# Earning obedience titles timeframe



## Loisiana (Jul 29, 2009)

There's the Front and Finish awards. I believe the Gold level is if you earn your UD 24 months from your first time in the novice ring, and the Platinum level is 12 months? I believe our Mr. Tito has one of those awards


----------



## hotel4dogs (Sep 29, 2008)

Yes, check out the Front and Finish website (check it out anyway, it's a great site!). They have a nice special award for finishing all 3 levels within different time periods, also for agility.
FFX-OG is Front and Finish Obedience Gold (within 24 months)
FFX-OP is Front and Finish Obedience Platinum (within 12 months)

We missed the platinum by 2 months, but are proud to sport the FFX-OG after Tito's name.



Loisiana said:


> There's the Front and Finish awards. I believe the Gold level is if you earn your UD 24 months from your first time in the novice ring, and the Platinum level is 12 months? I believe our Mr. Tito has one of those awards


----------



## JDandBigAm (Aug 25, 2008)

Hey, that's neat that Tito got the Gold! I'm hoping that Jonah will finish his utility within the 12 month or less period. I was thinking there was a Hall of Fame type of acknowledgement in the obedience world for finishing early. Maybe that's if you actually get an OTCH by a certain time. The most important thing is having fun and we are doing that just in the training part.


----------



## hotel4dogs (Sep 29, 2008)

Thanks...we'd hoped for 12 months, too, but found Utility to be a little harder than anticipated once you actually get into the show ring....plus were trying to show in breed at the same time which severely limited our obedience shows!


----------



## Loisiana (Jul 29, 2009)

There is a Golden Retriever Obedience Hall of Fame (OBHF), but it isn't based on a timeframe.

To earn it the dog must have a UD and 5 High in Trials.

Conner has that one


----------



## rappwizard (May 27, 2009)

I am in the presence of obedience royalty!!!!


----------



## JDandBigAm (Aug 25, 2008)

Wow! Loisiana...when you earned the OBHF, how many dogs did you show before getting a coveted title like that? I'm already getting the itch to get a Tanbark or something similar for my next obedience Golden. It really is so much fun training for the obedience shows even though Jonah has another year to go. Congrats on such an award!


----------



## Loisiana (Jul 29, 2009)

Happy said:


> Wow! Loisiana...when you earned the OBHF, how many dogs did you show before getting a coveted title like that? I'm already getting the itch to get a Tanbark or something similar for my next obedience Golden. It really is so much fun training for the obedience shows even though Jonah has another year to go. Congrats on such an award!
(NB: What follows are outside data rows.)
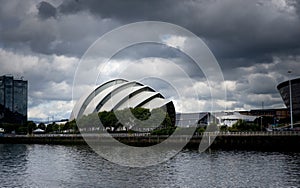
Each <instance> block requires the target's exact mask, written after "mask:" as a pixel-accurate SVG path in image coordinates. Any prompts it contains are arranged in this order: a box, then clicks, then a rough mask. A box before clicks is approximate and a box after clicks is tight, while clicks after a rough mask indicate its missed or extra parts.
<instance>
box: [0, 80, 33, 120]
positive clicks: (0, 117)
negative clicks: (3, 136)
mask: <svg viewBox="0 0 300 188" xmlns="http://www.w3.org/2000/svg"><path fill="white" fill-rule="evenodd" d="M27 88H28V82H27V81H26V80H23V79H14V77H13V76H7V75H5V76H0V123H15V124H23V123H25V122H26V121H27V90H28V89H27Z"/></svg>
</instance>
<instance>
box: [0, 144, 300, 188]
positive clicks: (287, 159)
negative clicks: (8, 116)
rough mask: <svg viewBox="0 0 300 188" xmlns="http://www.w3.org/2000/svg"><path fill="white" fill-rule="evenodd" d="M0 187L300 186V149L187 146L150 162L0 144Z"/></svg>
mask: <svg viewBox="0 0 300 188" xmlns="http://www.w3.org/2000/svg"><path fill="white" fill-rule="evenodd" d="M0 152H1V155H0V182H1V183H0V184H1V187H216V186H217V187H245V186H246V187H249V186H251V187H283V186H294V187H297V186H299V185H300V154H299V153H278V152H254V151H212V152H210V153H209V152H206V153H198V152H197V151H189V150H185V151H182V152H180V153H179V154H178V155H176V156H175V157H174V158H172V159H171V160H169V161H167V162H165V163H162V164H159V165H155V166H151V167H147V168H130V167H122V166H118V165H116V164H112V163H111V162H109V161H106V160H104V159H102V158H101V157H100V156H98V155H97V154H96V153H94V152H93V151H92V150H91V149H90V148H89V147H88V146H58V145H54V146H51V145H8V144H4V145H0Z"/></svg>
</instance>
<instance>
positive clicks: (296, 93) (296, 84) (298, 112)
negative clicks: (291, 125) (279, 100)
mask: <svg viewBox="0 0 300 188" xmlns="http://www.w3.org/2000/svg"><path fill="white" fill-rule="evenodd" d="M277 89H278V91H279V93H280V95H281V97H282V99H283V101H284V103H285V105H286V106H287V107H288V109H289V108H290V88H289V81H285V82H282V83H280V84H279V85H278V86H277ZM291 90H292V103H293V105H292V107H293V115H294V116H295V117H296V118H298V119H299V116H300V78H297V79H293V80H291Z"/></svg>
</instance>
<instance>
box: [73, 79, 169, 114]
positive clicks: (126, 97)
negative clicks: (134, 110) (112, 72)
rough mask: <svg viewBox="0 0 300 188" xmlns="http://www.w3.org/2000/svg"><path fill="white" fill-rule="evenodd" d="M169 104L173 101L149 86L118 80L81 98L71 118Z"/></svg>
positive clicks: (151, 108) (164, 105)
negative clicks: (115, 110) (90, 114)
mask: <svg viewBox="0 0 300 188" xmlns="http://www.w3.org/2000/svg"><path fill="white" fill-rule="evenodd" d="M168 103H172V101H170V100H166V99H165V98H164V97H163V96H162V95H161V94H160V93H158V92H155V90H154V89H152V88H151V87H149V86H146V85H143V84H141V83H139V82H136V81H131V82H129V81H126V80H123V79H116V80H111V81H108V82H106V83H104V84H102V85H100V86H99V87H97V88H96V89H93V90H91V91H89V92H88V93H87V94H86V95H84V96H83V97H81V98H80V99H79V100H78V102H77V103H76V105H75V107H74V109H73V112H72V117H71V118H72V119H74V118H78V117H81V116H83V115H88V114H91V113H93V112H100V111H111V110H122V109H125V108H135V107H144V108H148V109H154V108H161V107H163V106H165V105H167V104H168ZM172 105H173V103H172ZM173 107H174V106H173ZM174 113H175V112H174Z"/></svg>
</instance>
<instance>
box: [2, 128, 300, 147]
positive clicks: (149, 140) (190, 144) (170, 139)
mask: <svg viewBox="0 0 300 188" xmlns="http://www.w3.org/2000/svg"><path fill="white" fill-rule="evenodd" d="M114 137H115V139H117V140H119V141H120V142H122V143H125V144H127V145H131V146H139V147H145V146H151V145H155V144H158V143H161V142H162V141H163V140H166V139H168V136H152V135H115V136H114ZM188 138H189V137H188V136H184V135H180V136H177V137H174V138H172V139H170V140H169V141H170V143H171V144H174V145H175V144H178V143H183V142H188V143H187V145H186V148H187V149H198V147H199V144H200V142H202V144H203V145H207V146H209V148H211V149H228V150H235V149H236V150H262V151H292V152H300V132H291V133H286V132H283V133H262V132H261V133H250V132H249V133H234V134H232V133H230V134H228V133H226V134H224V133H223V134H219V133H218V134H216V133H213V134H205V135H198V136H194V137H192V138H191V139H190V140H189V139H188ZM214 138H215V139H214ZM91 140H92V141H94V142H96V143H97V142H105V143H106V144H107V145H109V144H110V142H111V140H110V139H108V138H105V137H99V136H95V137H91ZM0 144H70V145H78V144H86V142H85V140H84V139H83V138H82V136H80V135H38V136H4V137H0Z"/></svg>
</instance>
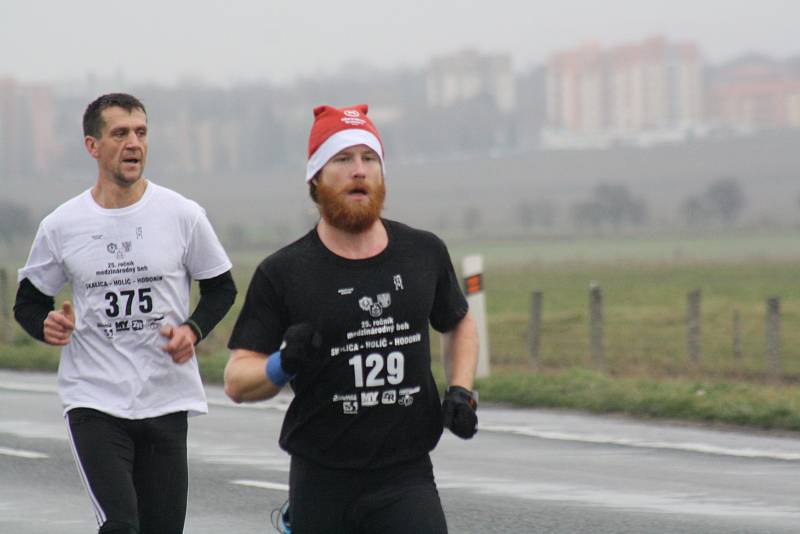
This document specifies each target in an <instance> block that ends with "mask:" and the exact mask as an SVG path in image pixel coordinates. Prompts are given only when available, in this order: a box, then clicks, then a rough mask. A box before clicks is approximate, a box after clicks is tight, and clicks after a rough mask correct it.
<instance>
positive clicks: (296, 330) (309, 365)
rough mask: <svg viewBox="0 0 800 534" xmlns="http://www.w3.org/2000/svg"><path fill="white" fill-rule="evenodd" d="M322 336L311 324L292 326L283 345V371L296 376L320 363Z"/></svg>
mask: <svg viewBox="0 0 800 534" xmlns="http://www.w3.org/2000/svg"><path fill="white" fill-rule="evenodd" d="M321 346H322V336H321V335H320V333H319V332H317V331H316V330H314V327H313V326H311V324H309V323H298V324H294V325H292V326H290V327H289V328H288V329H287V330H286V333H285V334H284V335H283V343H282V344H281V349H280V350H281V369H283V371H284V372H285V373H286V374H287V375H289V376H294V375H296V374H297V373H302V372H303V371H304V370H307V369H310V368H311V367H314V366H316V365H317V364H318V363H319V361H320V358H319V349H320V347H321Z"/></svg>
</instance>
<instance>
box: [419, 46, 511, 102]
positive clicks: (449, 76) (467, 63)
mask: <svg viewBox="0 0 800 534" xmlns="http://www.w3.org/2000/svg"><path fill="white" fill-rule="evenodd" d="M426 95H427V104H428V106H429V107H433V108H443V107H449V106H452V105H453V104H456V103H460V102H466V101H470V100H473V99H475V98H478V97H480V96H488V97H489V98H490V99H491V101H492V102H493V103H494V105H495V107H496V108H497V109H498V110H499V111H501V112H503V113H510V112H511V111H513V110H514V108H515V106H516V98H517V95H516V80H515V77H514V72H513V70H512V68H511V56H510V55H509V54H494V55H493V54H479V53H478V52H475V51H472V50H466V51H462V52H460V53H457V54H453V55H449V56H443V57H439V58H436V59H433V60H432V61H431V63H430V65H429V67H428V70H427V75H426Z"/></svg>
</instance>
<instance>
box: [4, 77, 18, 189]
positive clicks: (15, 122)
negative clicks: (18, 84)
mask: <svg viewBox="0 0 800 534" xmlns="http://www.w3.org/2000/svg"><path fill="white" fill-rule="evenodd" d="M17 114H18V109H17V84H16V82H15V81H14V80H13V79H11V78H0V175H9V174H16V173H17V172H18V171H19V169H18V159H17V158H18V156H17V154H18V150H17V139H18V138H17V135H16V130H17V124H18V119H17Z"/></svg>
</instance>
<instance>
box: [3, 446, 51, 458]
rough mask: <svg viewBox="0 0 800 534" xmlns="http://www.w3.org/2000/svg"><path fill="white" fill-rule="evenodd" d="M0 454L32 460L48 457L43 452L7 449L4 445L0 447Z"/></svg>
mask: <svg viewBox="0 0 800 534" xmlns="http://www.w3.org/2000/svg"><path fill="white" fill-rule="evenodd" d="M0 454H4V455H6V456H16V457H17V458H31V459H34V460H41V459H43V458H49V456H48V455H46V454H45V453H43V452H36V451H26V450H23V449H9V448H6V447H0Z"/></svg>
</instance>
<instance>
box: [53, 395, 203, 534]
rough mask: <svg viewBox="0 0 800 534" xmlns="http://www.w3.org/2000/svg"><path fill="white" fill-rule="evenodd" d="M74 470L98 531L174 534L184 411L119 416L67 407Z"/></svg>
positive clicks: (184, 454)
mask: <svg viewBox="0 0 800 534" xmlns="http://www.w3.org/2000/svg"><path fill="white" fill-rule="evenodd" d="M67 423H68V427H69V434H70V442H71V444H72V452H73V454H74V455H75V461H76V463H77V465H78V471H79V473H80V475H81V479H82V480H83V483H84V485H85V486H86V491H87V492H88V493H89V498H90V500H91V501H92V506H93V508H94V512H95V515H96V517H97V523H98V524H99V525H100V530H99V532H101V533H103V534H105V533H112V532H113V533H120V534H123V533H124V534H129V533H131V534H132V533H136V534H180V533H182V532H183V524H184V521H185V519H186V494H187V490H188V467H187V459H186V429H187V415H186V412H178V413H172V414H167V415H162V416H160V417H153V418H148V419H122V418H119V417H114V416H111V415H108V414H106V413H103V412H99V411H97V410H92V409H90V408H75V409H72V410H70V411H69V412H68V413H67Z"/></svg>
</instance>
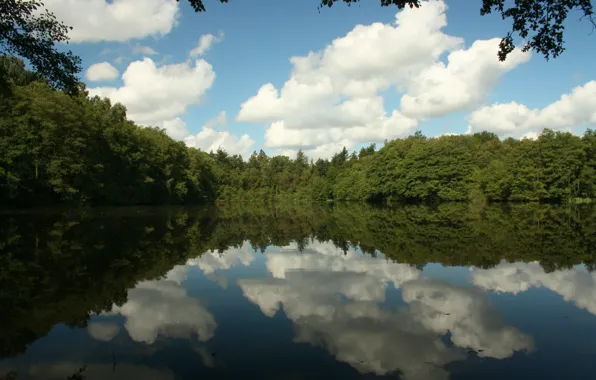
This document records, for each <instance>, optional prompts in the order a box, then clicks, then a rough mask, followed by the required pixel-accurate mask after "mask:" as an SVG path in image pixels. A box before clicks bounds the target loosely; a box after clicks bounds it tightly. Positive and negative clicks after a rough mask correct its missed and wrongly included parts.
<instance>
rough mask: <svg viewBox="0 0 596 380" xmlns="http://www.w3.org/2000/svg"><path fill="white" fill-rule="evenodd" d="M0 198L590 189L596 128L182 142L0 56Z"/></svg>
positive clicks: (136, 199) (380, 195)
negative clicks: (332, 142)
mask: <svg viewBox="0 0 596 380" xmlns="http://www.w3.org/2000/svg"><path fill="white" fill-rule="evenodd" d="M0 66H2V67H4V68H5V71H6V72H8V73H10V78H11V80H10V88H9V91H8V92H6V93H5V94H4V95H3V96H1V97H0V111H1V113H0V202H1V203H2V204H13V205H27V206H34V205H48V204H56V203H70V204H83V203H84V204H94V205H102V204H117V205H131V204H182V203H205V202H209V201H213V200H216V199H218V200H220V201H227V202H230V201H244V202H260V203H262V202H272V201H289V200H293V201H296V200H301V201H304V200H307V201H321V202H326V201H370V202H440V201H475V202H483V201H494V202H499V201H523V202H527V201H542V202H544V201H548V202H564V201H568V200H573V199H582V200H585V199H596V175H595V173H596V134H595V133H594V132H593V131H592V130H588V131H587V132H586V133H585V134H584V136H582V137H579V136H575V135H573V134H571V133H567V132H554V131H551V130H544V131H543V133H542V134H541V135H540V136H539V137H538V139H536V140H528V139H525V140H514V139H511V138H509V139H506V140H504V141H501V140H499V138H498V137H497V136H496V135H495V134H493V133H489V132H481V133H476V134H473V135H459V136H441V137H436V138H429V137H426V136H424V135H423V134H422V133H421V132H420V131H418V132H416V134H414V135H413V136H410V137H408V138H404V139H396V140H393V141H387V142H386V143H385V145H384V146H383V147H382V148H381V149H379V150H378V151H377V150H375V149H376V146H375V144H371V145H369V146H368V147H362V148H361V149H360V152H359V153H358V154H357V153H356V152H352V153H350V152H348V150H347V149H346V148H345V147H344V148H343V149H342V150H341V151H340V152H338V153H336V154H335V155H333V156H332V157H331V159H329V160H324V159H318V160H316V162H313V161H310V160H309V159H308V157H307V156H306V155H305V154H304V152H302V151H299V152H298V154H297V156H296V158H295V159H291V158H289V157H287V156H274V157H269V156H268V155H267V154H266V153H265V152H264V151H262V150H261V151H259V152H254V153H253V154H252V155H251V156H250V157H249V159H248V160H247V161H245V160H243V158H242V157H241V156H240V155H229V154H228V153H226V152H225V151H223V150H218V151H216V152H210V153H205V152H201V151H200V150H197V149H194V148H187V147H186V146H185V145H184V144H183V143H182V142H176V141H174V140H172V139H171V138H169V137H168V136H167V135H166V134H165V132H164V131H163V130H160V129H158V128H141V127H138V126H136V125H135V124H134V123H132V122H131V121H129V120H127V118H126V109H125V107H123V106H122V105H120V104H116V105H112V104H111V103H110V101H109V100H107V99H100V98H98V97H94V98H91V99H89V98H88V97H87V96H86V94H83V93H81V94H78V95H77V96H69V95H67V94H66V93H65V92H62V91H56V90H54V89H52V88H51V87H50V86H49V85H48V84H47V83H45V82H43V81H39V80H38V77H37V76H36V75H34V74H33V73H31V72H29V71H27V70H25V68H24V66H23V63H22V62H21V61H18V60H16V59H13V58H8V57H1V58H0Z"/></svg>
Conner is my second dog, my first to go past CDX. He's not a real high drive dog or anything, just a happy boy that likes to please me. I actually got him out of a newspaper ad just for a pet (just like I had done with Annabel the year before) - I had never even heard of obedience competitions when I got him. 

Now I have one of those high drive dogs bred specifically for obediece. And he is a lot of fun. He really enjoys the exercises themselves, and doesn't need a lot of external motivation to keep that enjoyment. But on the other hand, there is something special about a dog like Conner that doesn't really like retrieving, jumping, etc, on thier own, but learns to enjoy doing it because he enjoys the time spent with me.


----------